There will be a squash World Cup in Chennai, India, this year. That is about as much as we know at this stage, other than it will be a mixed gender team event and “revamped” from when it was last held in 2011.
At the WSF congress last autumn, president Zena Wooldridge hinted that the Indian city could host the 2025 event as well, suggesting that there will be a continual place on the calendar following a multi-year deal.
Whether the event – held at Chennai’s Express Avenue Mall 12 years ago with a $50,000 top prize – will be a shortened format, either best of three or even seven, remains to be seen. But there certainly seems to be a place on the PSA/WSF calendar for a regular event first staged in Kuala Lumpur in 1996 and only twice since at senior level. More so when you consider that there is no global nations event outside of the regular European or World Team Championships.
In November, a best-of-seven games scoring format was used throughout the inaugural four-day Nations Cup Squash event in New Zealand, with each game first to seven points.
“I didn’t know what to expect and even with the power play the crowd absolutely loved it,” Sarah-Jane Perry, who played for England, told Squash Mad recently.
Here, each player could opt for a power play twice in the match, where he or she could win two points in the eight nation event. “I loved it to be honest,” added Perry, who is also PSA women’s president.
“The best of three, if you asked me in the beginning, I was against it as you would take the physicality out of it.
“But the sport has changed so much in that time and now you have to be quicker, it’s fast and mentally you have to think differently.”
As Perry said, for all the PSA events on tour, a mix of events which aren’t all best-of-five is key in terms of variety. “As long as the sponsors and fans like it, we are the entertainers and we need to do what they want to do,” she said.
Perry played with Mohamed Elshorbagy, who will play the European Team Championships and World Teams in 2023 for England.
“We are so individual, but I was talking to SJ alot and I learnt to become a team player from her. I can’t wait to play the Europeans,” said Elshorbagy.
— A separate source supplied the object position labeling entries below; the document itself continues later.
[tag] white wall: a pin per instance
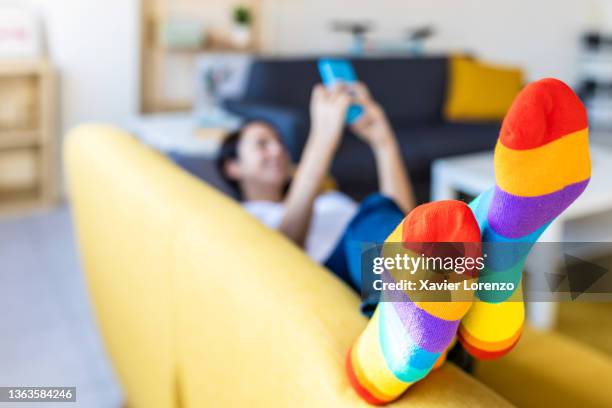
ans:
(540, 35)
(94, 43)
(95, 46)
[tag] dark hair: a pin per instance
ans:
(229, 151)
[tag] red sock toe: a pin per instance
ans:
(544, 111)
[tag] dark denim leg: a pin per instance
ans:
(376, 218)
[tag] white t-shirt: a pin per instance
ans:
(331, 214)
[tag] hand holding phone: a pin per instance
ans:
(333, 71)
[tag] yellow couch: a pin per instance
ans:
(200, 305)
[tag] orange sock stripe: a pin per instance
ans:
(492, 346)
(357, 386)
(484, 354)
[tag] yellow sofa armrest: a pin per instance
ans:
(201, 305)
(260, 324)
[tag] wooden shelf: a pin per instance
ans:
(158, 62)
(11, 139)
(28, 152)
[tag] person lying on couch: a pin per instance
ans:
(329, 225)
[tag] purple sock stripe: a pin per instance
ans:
(514, 216)
(428, 332)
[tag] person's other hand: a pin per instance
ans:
(372, 126)
(328, 112)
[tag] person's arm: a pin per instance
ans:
(374, 128)
(327, 111)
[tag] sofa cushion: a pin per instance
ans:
(480, 92)
(420, 146)
(412, 90)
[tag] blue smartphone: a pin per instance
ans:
(338, 70)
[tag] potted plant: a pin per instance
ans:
(241, 33)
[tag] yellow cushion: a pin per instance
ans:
(480, 92)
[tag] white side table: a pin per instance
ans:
(181, 133)
(589, 219)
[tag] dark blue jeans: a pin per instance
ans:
(376, 218)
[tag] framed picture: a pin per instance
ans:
(20, 33)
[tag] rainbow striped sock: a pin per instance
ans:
(542, 166)
(405, 339)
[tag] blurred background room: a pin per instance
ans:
(178, 75)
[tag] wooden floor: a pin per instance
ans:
(589, 323)
(47, 333)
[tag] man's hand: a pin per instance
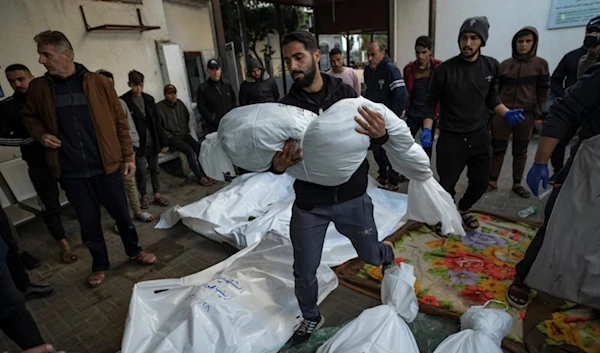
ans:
(288, 157)
(51, 141)
(538, 173)
(514, 116)
(372, 124)
(426, 138)
(129, 169)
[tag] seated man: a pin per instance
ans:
(175, 119)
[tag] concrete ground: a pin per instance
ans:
(79, 319)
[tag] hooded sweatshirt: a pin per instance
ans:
(254, 91)
(525, 79)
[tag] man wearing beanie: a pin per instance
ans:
(417, 76)
(466, 87)
(524, 83)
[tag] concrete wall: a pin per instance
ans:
(189, 26)
(506, 18)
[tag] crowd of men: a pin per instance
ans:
(75, 132)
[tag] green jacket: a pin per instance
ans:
(175, 117)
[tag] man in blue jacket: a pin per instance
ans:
(385, 85)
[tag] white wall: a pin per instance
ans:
(189, 26)
(506, 18)
(118, 52)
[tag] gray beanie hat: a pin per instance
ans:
(478, 25)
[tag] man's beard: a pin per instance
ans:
(309, 75)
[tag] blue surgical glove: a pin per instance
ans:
(426, 138)
(514, 116)
(537, 173)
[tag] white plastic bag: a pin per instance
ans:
(382, 329)
(482, 331)
(244, 304)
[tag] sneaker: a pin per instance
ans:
(306, 329)
(35, 291)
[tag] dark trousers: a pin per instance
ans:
(191, 148)
(524, 266)
(13, 260)
(15, 320)
(46, 187)
(385, 168)
(558, 155)
(457, 151)
(415, 125)
(140, 173)
(86, 195)
(354, 219)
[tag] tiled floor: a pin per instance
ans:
(79, 319)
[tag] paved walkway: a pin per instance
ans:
(79, 319)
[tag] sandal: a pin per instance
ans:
(518, 294)
(96, 279)
(470, 221)
(144, 258)
(521, 192)
(161, 202)
(145, 217)
(67, 257)
(144, 204)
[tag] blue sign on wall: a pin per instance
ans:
(572, 13)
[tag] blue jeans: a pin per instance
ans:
(354, 219)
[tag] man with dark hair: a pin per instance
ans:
(131, 188)
(153, 139)
(417, 76)
(175, 120)
(215, 97)
(259, 87)
(347, 205)
(565, 76)
(466, 87)
(347, 74)
(385, 85)
(524, 82)
(67, 111)
(14, 133)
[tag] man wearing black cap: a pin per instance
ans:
(175, 119)
(466, 86)
(215, 97)
(565, 76)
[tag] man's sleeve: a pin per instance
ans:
(542, 89)
(435, 89)
(557, 82)
(121, 122)
(578, 105)
(492, 100)
(398, 90)
(31, 118)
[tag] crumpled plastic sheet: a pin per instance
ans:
(256, 203)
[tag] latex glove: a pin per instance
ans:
(514, 116)
(537, 173)
(426, 138)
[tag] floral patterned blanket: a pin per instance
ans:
(456, 273)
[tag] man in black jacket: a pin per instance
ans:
(259, 87)
(215, 97)
(153, 139)
(14, 133)
(347, 205)
(564, 77)
(466, 87)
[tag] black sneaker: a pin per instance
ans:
(35, 291)
(306, 329)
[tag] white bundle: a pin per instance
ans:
(384, 328)
(482, 331)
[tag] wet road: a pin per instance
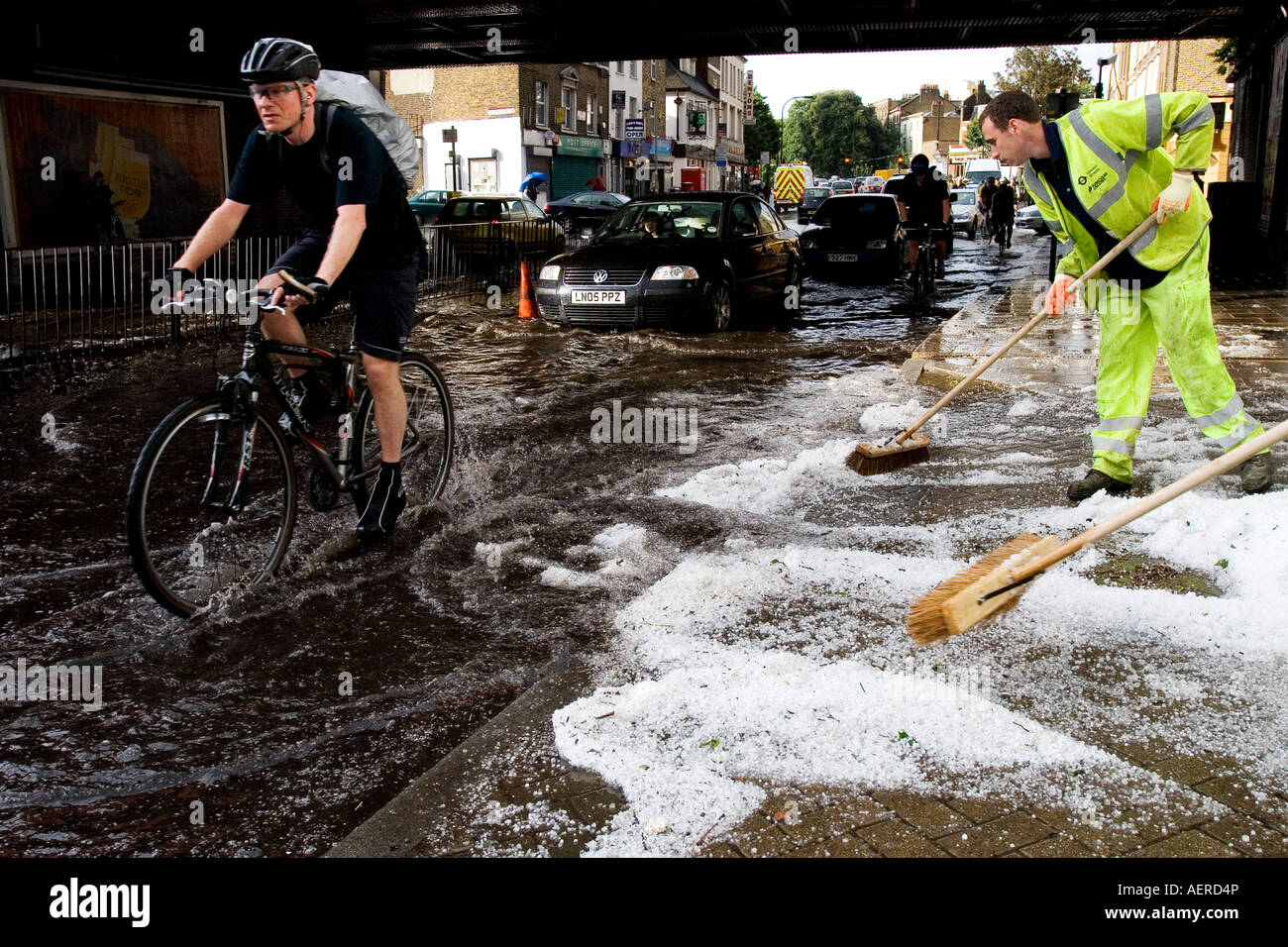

While the squash purists may be against these types of formats, the Nations Cup event at the Trustpower Baypark Arena in Tauranga had some strong local backing and sponsorship and was a welcome tonic from the cut and thrust of PSA World Tour life.
“You speak to casual squash fans or those new to squash,” Perry added, “and they enjoy seeing new players and aren’t bothered by the brevity of some of the matches. They get to see a lot of players in the same amount of time.
“There is a place for it and it shouldn’t be at every tournament. There is a place in certain situations. If you are adding more events into the schedule of the players, then bringing in the best of three keeps the players safer from injuries and allows them to play without increasing playing time too much.”
Following the 2011 event, then WSF chief Andrew Shelley said: “World Cups are synonymous with the very best. The top cricketers are playing theirs at the moment, and the world stops for football’s. Ours may not command quite the same level of media attention as the other two, but we have an ingredient they do not – mixed teams.”
In an era of increasing shortened format sports, the re-emergence of the World Cup also comes at a time when world squash officials will be collating their bid book for another stab at Olympic inclusion for Los Angeles 2028. Mixed gender? Economical value of drop in courts at existing, eye-catching venues? Once again the sport has everything it needs to sway IOC suits as squash carries on.